Nonscientific Factors Associated with Acceptance for Publication in The Journal of Bone and Joint Surgery (American Volume)

AUTHOR(S)
Okike, Kanu; Kocher, Mininder S.; Mehiman, Charles T.; Heckman, James D.; Bhandari, Mohit
PUB. DATE
November 2008
SOURCE
Journal of Bone & Joint Surgery, American Volume;Nov2008, Vol. 90-A Issue 11, p2432
SOURCE TYPE
Academic Journal
DOC. TYPE
Article
ABSTRACT
Background: While it is widely accepted that scientific factors may render a study more likely to be accepted for publication, it is less clear whether nonscientific factors may also be associated with publication. The purpose of this study was to identify the nonscientific factors associated with acceptance for publication by The Journal of Bone and Joint Surgery (American Volume). Methods: A total of 1173 manuscripts submitted to The Journal of Bone and Joint Surgery between January 1, 2004, and June 30, 2005, for publication as scientific articles were analyzed as part of a study on publication bias in the editorial decision-making process. Information was collected on nonscientific factors plausibly associated with acceptance for publication, including study location, conflict-of-interest disclosure, sex of the author, primary language, and the number of prior publications by the corresponding author in frequently cited orthopaedic journals. The final disposition term (acceptance or rejection) was recorded, and logistic regression was used to identify factors associated with acceptance for publication. Results: Manuscripts from countries other than the United States or Canada were significantly less likely to be accepted (odds ratio, 0.51; 95% confidence interval, 0.28 to 0.92; p = 0.026). Factors positively associated with acceptance for publication were conflict-of-interest disclosure involving a nonprofit entity (odds ratio, 1.92; 95% confidence interval, 1.35 to 2.73; p < 0.001) and ten or more prior publications in frequently cited orthopaedic journals by the corresponding author (odds ratio, 2.01; 95% confidence interval, 1.33 to 3.05; p = 0.001).

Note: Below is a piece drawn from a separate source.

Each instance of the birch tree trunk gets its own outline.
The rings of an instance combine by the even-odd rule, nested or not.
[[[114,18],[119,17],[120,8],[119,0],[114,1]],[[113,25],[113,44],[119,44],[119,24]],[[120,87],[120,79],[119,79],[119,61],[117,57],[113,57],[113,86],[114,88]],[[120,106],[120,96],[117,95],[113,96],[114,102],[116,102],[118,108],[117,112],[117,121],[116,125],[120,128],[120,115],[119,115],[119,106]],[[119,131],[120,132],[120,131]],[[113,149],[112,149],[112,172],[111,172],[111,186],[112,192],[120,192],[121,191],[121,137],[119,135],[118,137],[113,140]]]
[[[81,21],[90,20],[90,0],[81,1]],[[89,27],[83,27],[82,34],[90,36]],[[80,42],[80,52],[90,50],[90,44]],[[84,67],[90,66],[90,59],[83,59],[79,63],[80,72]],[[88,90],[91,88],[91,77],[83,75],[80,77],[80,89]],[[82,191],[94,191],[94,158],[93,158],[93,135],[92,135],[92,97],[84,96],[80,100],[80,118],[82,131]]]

We did not find a significant association between acceptance and conflict-of-interest disclosure involving a for-profit company, sex of the corresponding author, or primary language. Conclusions: Manuscripts submitted to The Journal of Bone and Joint Surgery were more likely to be accepted if they were from the United States or Canada, reported a conflict of interest related to a nonprofit entity, or were authored by an individual with ten or more prior publications in frequently cited orthopaedic journals.